I am also thinking about Toni Morrison’s Song of Solomon, which I have been reading with my American literature students. Most of my students are really, really young, and it’s not an easy book for them. When I asked them to write down their initial questions, a few wrote, “Why did you assign this weird book?” It’s full of terrible people and terrible crimes, racial hatred and incest and dead fathers. “Ridiculous epic incest,” as one student put it. So why did I assign it?
Yesterday we looked at a chapter in which there are two communions. Ruth, the mother of the main character, tells about attending a Catholic wedding and taking communion ignorantly, even though she is not a Catholic. The priest finds her out, but somehow, despite everything (race is also involved, as it always is in Morrison), she receives communion. At her own dinner table she recounts this story and it infuriates her husband. He strikes her, and her son defends her. What I wanted students to notice is that the dinner table has become a second communion. We could say that the dinner table is the desacralized communion. Certainly something is broken here. But merely paying attention to this scene allows us to raise better questions than “Why did you assign this weird book?”
Why does the father get angry when he hears this story? Is religion somehow on trial here? Why would the mother tell this story about herself, and tell it as though she is bragging? Is she proud of having received communion? Of breaking a boundary? Why does the son finally defend his mother in this scene, under these circumstances? When Morrison had every possiblity in the universe to draw from, why did she give the scene a religious twist? So why does religion have that same lig root as ligament and ligature?
Breaking bread together in a novel or short story is always symbolic of communion. And it is in life, too.
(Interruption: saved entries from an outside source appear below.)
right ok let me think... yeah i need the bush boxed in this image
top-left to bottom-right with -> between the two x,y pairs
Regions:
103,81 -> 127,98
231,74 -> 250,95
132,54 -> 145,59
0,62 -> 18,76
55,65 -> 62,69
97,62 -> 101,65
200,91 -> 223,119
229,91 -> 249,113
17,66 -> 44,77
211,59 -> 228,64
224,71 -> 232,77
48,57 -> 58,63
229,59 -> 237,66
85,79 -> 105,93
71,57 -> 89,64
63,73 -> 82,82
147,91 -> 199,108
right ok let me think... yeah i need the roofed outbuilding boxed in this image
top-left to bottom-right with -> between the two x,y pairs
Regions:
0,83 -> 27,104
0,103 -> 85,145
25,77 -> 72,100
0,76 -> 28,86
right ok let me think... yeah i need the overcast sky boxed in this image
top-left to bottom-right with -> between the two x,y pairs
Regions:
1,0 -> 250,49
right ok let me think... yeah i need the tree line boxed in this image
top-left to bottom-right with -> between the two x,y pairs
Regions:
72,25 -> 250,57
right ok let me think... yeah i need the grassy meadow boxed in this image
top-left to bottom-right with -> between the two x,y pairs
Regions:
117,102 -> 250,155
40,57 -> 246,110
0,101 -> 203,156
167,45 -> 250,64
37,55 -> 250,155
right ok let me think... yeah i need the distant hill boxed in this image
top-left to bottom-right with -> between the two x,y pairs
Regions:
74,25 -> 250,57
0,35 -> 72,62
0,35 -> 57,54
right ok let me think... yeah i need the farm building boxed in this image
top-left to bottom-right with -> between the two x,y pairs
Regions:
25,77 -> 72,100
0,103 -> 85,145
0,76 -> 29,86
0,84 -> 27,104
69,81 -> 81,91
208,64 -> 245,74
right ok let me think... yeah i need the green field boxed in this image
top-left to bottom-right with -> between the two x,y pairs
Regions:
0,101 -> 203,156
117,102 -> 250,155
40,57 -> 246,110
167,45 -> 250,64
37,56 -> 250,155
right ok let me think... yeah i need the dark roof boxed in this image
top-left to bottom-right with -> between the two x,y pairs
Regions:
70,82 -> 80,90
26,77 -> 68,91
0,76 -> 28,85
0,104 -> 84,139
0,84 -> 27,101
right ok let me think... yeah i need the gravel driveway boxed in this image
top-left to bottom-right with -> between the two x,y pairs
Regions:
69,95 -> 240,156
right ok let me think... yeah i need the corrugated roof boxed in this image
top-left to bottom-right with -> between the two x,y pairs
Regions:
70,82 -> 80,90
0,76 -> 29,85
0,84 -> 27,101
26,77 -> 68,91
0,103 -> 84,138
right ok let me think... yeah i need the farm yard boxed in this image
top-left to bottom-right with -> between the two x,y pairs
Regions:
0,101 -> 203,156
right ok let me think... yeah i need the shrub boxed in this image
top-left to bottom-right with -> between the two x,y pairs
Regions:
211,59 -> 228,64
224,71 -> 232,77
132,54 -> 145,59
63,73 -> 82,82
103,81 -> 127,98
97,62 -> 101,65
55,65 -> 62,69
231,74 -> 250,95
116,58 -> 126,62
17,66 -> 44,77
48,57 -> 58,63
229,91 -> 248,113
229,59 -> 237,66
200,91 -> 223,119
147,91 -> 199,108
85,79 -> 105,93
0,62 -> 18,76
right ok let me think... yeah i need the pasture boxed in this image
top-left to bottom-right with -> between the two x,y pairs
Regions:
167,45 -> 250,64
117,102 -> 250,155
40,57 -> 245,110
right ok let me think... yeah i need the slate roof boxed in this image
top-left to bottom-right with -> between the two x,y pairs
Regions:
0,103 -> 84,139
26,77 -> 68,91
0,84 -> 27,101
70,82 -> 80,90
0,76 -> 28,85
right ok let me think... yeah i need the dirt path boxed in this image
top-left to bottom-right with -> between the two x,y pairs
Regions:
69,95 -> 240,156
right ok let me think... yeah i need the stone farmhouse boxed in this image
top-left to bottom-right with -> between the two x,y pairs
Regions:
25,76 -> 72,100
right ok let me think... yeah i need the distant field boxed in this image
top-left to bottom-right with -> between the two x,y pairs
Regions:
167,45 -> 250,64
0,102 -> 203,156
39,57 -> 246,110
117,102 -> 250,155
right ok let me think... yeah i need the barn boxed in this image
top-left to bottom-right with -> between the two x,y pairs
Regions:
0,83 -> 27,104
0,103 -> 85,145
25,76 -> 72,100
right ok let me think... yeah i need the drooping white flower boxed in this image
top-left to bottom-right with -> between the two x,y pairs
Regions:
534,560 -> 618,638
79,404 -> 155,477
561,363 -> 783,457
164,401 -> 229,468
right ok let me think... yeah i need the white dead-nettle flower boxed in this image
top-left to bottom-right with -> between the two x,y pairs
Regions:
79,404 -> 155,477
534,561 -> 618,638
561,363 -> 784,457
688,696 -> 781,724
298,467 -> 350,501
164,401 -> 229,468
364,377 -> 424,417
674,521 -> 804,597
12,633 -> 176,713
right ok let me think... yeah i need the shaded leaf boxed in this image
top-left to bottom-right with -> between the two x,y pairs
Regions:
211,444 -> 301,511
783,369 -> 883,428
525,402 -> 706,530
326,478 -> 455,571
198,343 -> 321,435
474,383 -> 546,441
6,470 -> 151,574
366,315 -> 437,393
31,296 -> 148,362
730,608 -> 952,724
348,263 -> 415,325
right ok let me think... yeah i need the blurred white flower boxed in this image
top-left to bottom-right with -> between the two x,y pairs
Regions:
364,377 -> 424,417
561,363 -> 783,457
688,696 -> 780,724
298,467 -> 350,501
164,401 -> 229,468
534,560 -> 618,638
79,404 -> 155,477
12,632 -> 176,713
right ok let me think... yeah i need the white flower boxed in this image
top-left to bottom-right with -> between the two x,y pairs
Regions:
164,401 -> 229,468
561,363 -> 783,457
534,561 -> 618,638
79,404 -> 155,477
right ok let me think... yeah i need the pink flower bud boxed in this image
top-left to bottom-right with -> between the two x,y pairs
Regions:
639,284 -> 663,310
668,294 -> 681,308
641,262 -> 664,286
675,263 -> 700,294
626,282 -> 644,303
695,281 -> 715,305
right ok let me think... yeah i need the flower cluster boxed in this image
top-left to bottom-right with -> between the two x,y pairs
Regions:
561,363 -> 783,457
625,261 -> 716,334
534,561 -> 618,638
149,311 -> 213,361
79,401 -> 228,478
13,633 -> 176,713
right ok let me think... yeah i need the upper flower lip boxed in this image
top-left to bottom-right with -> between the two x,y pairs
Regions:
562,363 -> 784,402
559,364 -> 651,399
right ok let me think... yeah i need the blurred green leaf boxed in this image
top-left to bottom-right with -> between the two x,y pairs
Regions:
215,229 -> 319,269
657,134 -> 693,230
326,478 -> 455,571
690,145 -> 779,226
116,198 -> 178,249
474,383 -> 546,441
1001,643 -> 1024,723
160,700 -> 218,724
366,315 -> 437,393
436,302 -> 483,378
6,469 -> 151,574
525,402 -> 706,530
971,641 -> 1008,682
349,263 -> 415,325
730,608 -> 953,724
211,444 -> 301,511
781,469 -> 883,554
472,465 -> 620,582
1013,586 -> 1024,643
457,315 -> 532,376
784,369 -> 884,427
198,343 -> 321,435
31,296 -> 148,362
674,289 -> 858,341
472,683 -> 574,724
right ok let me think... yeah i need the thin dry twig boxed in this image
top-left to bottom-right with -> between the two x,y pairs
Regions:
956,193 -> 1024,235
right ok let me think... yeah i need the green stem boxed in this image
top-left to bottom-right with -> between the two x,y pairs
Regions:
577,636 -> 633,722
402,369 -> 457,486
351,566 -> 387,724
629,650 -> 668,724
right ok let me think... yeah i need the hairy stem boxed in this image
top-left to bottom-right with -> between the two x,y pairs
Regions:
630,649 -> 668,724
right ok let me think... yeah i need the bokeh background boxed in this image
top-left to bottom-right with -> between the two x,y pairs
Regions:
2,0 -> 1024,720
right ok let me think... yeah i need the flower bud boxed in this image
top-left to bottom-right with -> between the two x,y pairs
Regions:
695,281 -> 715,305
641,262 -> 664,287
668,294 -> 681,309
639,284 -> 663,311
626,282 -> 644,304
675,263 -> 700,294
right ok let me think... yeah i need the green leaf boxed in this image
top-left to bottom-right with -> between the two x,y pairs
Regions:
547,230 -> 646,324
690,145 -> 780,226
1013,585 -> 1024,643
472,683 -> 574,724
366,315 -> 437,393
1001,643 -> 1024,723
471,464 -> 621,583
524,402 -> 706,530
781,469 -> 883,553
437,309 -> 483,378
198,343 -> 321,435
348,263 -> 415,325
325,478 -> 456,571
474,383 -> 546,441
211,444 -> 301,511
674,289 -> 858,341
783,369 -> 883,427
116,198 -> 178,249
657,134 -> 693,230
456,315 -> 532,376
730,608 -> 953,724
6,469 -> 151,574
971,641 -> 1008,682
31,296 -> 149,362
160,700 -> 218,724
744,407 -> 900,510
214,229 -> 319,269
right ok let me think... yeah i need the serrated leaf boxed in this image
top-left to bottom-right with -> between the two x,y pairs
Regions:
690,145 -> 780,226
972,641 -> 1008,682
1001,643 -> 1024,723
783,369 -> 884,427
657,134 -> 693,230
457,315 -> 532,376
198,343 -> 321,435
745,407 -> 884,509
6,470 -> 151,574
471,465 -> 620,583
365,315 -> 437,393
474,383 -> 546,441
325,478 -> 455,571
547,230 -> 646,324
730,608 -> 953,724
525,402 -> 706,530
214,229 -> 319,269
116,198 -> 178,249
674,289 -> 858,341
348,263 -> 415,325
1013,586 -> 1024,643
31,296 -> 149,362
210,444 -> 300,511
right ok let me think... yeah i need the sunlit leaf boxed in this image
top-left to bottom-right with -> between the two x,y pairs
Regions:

I don’t know why I assign one book and not another (and most of canonical American literature is weird in one way or another).
I said to my pastor once, when I was nervous about having been asked to lead a church workshop, that I knew how to teach a class, but didn’t know if I was really qualified for that particular venture. “Bethany,” he said, in a somewhat exasperated tone, “it’s all sacred.”
When my students are at their most weird and recalcitrant, just remembering the sacred context of our gathering together is usually enough to remind me to give thanks.